First came vegan mom's horror, Oreos. ("What kind of person would feed their five-year-old Oreos?!? At 10 in the morning!?!" [I plead the fifth.])
Then came nut allergy mom. ("Actually, if any of the kids eat peanut butter before they come to school, would you mind bathing them thoroughly before they leave for school? In fact, could you just stop eating peanut butter in your homes? Thanks!")
Then the dairy allergy raised it's ugly head. ("Not everything. Just milk, yogurt, cheese, butter, sour cream, those sorts of things. Bread is OK.")
"Please no wheat allergy. Please no "dried fruit causes cavities" dentist's kids, please!" became my prayer. I distinctly remember the day I went to make ants on a log and bought cream cheese to use instead of pb, but then realized that cream cheese was dairy. OK, ants next to a log.
Such a stress. It took months before the teacher came to the conclusion that everyone should bring their own snack for civility time. In the meantime, I just brought in boxes of back-up snacks and tried to stay out of the line of fire.
It's hard to find something that works for twenty different mom/kid combos. One person's yum is another person's yuck. Hummus, a favorite of vegan mom, gagged my daughter. People's definition of healthy varied widely. Although most of us recognized Oreos as a nutrition fail, fruit snacks, yogurt, and muffins also raised a ruckus among some parents.

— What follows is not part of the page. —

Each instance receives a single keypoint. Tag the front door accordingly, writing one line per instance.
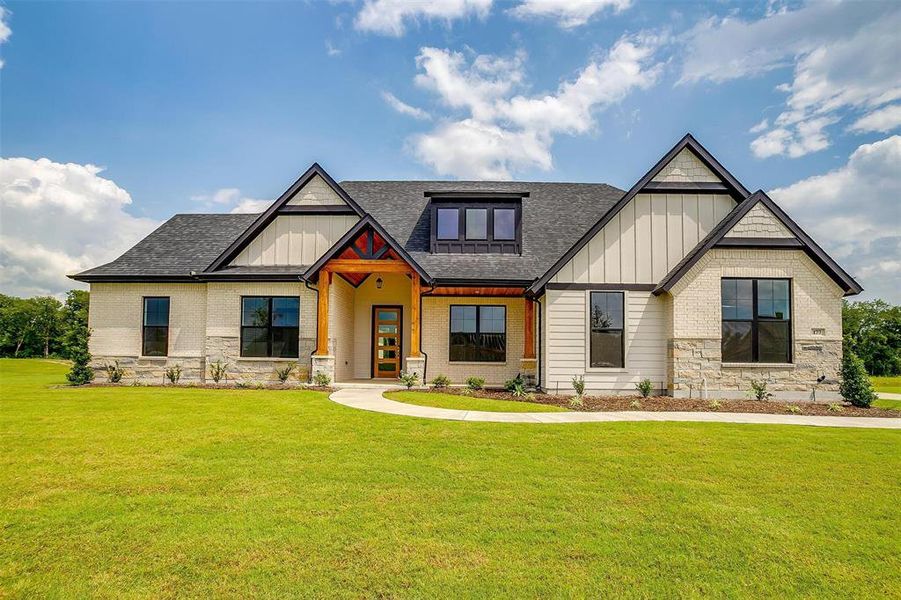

Fast forward to Caroline's class which started last week, it took precisely two days and a glance over everyone's health forms to reveal that some of our cuties have nut allergies (almonds, walnuts, pecans—no peanuts, amazingly enough) and dairy sensitivities. By that night an email went out explaining the issue and explaining the new snack procedure. It was pretty complicated: bring something your child can and will eat in a container marked with her name. Works for me.
But here's where my brain stalls out. You can run into kids with conflicting needs. My best friend's son had food issues. He ate nothing but Jif smooth peanut butter and honey bear honey on Home Pride butter-top white bread (PBH). What happens when that PBH boy is in the same school as death by peanut fumes girl?
When Nat was in fourth grade she couldn't bring PB in her lunch, because there was a girl in her class that had a preschool sibling at home who had a deadly allergy. There's an entire school in our district that is peanut-free. And I get it. You can't just say, "Suck it up and carry an epi-pen! Gotta enter the real world sometime, kid." But can you say, "OK, we'll go to tube feeding for you, PBH kid"?
I'm guessing most people would vote for PBH boy to just be hungry until he gets home and say that if you just feed a picky child a variety of healthy foods and don't give them their food of choice when they fail to eat the options before them, they'll get hungry enough to eat something other than PBH. Eventually. I bear my testimony that there are children in the world who will not eat rather than eat undesired food. I've met them. I've seen heroic efforts put forth by admirable parents. I've seen the kids begin to waste away. Not pretty in a land of plenty.
So what to do when picky runs into food allergy? No clue. And I'm glad I don't have to decide it. Just glad our Kindergarten teacher decisively took care of snack so quickly.